The clinical and pathologic predictors of prostate cancer-specific mortality (PCSM) many years after radical prostatectomy (RP) remain to be fully elucidated. We explored the association between pre-operative prostate-specific antigen (PSA) and other pathologic predictors and PCSM in men who have undergone (RP).

METHODS

We report on 459 patients with PCSM data after RP who were followed prospectively over a 23-year period between 1987 and 1997. Cox regression and Kaplan–Meier analysis were used to evaluate pre-operative PSA, pathologic Gleason sum, pathologic stage, and surgical margin status as predictors of PCSM.

RESULTS

The median PSA was 6.6 ng/ml (±9.9) and the median follow-up time was 9.4 (±4.9) years. Fourteen patients (3.1%) died of PC. On multivariate analysis, only PSA (HR: 1.050; P = 0.001) and binary Gleason sum (HR: 3.402; P = 0.043) remained significant predictors of PCSM. The predicted 10-year PCSM was significantly worse in those patients in the highest PSA tertile compared to those in other tertiles [PSA > 9.9: 87% (82–92%) vs.
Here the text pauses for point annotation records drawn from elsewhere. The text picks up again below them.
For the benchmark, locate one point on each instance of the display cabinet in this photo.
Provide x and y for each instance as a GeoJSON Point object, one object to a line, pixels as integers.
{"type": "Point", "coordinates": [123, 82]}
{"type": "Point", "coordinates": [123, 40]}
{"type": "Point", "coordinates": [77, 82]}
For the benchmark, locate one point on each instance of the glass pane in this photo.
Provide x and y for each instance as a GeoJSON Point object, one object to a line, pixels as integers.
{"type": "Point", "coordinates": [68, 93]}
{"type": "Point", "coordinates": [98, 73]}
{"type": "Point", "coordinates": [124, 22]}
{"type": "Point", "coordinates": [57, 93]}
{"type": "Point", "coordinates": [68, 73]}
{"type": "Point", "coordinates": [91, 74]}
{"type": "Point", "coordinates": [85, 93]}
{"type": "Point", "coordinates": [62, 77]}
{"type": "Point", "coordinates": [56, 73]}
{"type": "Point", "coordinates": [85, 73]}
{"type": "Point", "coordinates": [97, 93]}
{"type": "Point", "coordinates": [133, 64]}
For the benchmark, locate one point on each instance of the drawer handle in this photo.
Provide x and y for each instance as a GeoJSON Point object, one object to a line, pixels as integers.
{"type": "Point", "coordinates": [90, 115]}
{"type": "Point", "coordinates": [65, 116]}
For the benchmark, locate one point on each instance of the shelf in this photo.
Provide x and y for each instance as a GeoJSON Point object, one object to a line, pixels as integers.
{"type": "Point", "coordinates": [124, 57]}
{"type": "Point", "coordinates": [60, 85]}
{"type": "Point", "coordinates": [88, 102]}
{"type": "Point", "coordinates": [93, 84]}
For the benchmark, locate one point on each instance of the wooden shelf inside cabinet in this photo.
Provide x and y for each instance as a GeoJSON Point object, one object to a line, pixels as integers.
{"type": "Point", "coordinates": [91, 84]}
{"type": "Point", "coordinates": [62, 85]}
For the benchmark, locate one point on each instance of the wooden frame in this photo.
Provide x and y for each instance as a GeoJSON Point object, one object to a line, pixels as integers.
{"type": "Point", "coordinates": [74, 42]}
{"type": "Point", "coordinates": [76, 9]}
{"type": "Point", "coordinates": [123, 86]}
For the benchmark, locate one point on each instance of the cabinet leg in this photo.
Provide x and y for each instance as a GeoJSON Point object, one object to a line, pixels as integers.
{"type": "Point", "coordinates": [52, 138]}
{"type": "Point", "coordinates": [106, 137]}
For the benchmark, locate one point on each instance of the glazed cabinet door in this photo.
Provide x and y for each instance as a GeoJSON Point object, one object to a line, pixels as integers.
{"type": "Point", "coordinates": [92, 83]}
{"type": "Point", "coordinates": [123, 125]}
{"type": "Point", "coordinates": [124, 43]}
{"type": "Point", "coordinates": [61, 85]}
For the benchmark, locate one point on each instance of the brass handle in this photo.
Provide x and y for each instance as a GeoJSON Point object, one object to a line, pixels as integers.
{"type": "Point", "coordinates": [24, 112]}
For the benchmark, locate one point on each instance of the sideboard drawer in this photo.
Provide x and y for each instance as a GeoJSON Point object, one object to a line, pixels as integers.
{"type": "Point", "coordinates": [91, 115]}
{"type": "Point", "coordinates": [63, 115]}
PSA = 4–9.9: 95% (93.0–97.0%) vs. PSA = 0–3.9: 100.0% (100.0–100.0%)].

CONCLUSIONS

We have highlighted the importance of pre-operative PSA in predicting PCSM many years after RP. It is a more significant predictor than Gleason sum and pathologic stage. Thus, PSA may help identify patients with life-threatening PC at a time when their disease is curable with definitive therapy. Prostate 72:24–29, 2012. © 2011 Wiley Periodicals, Inc.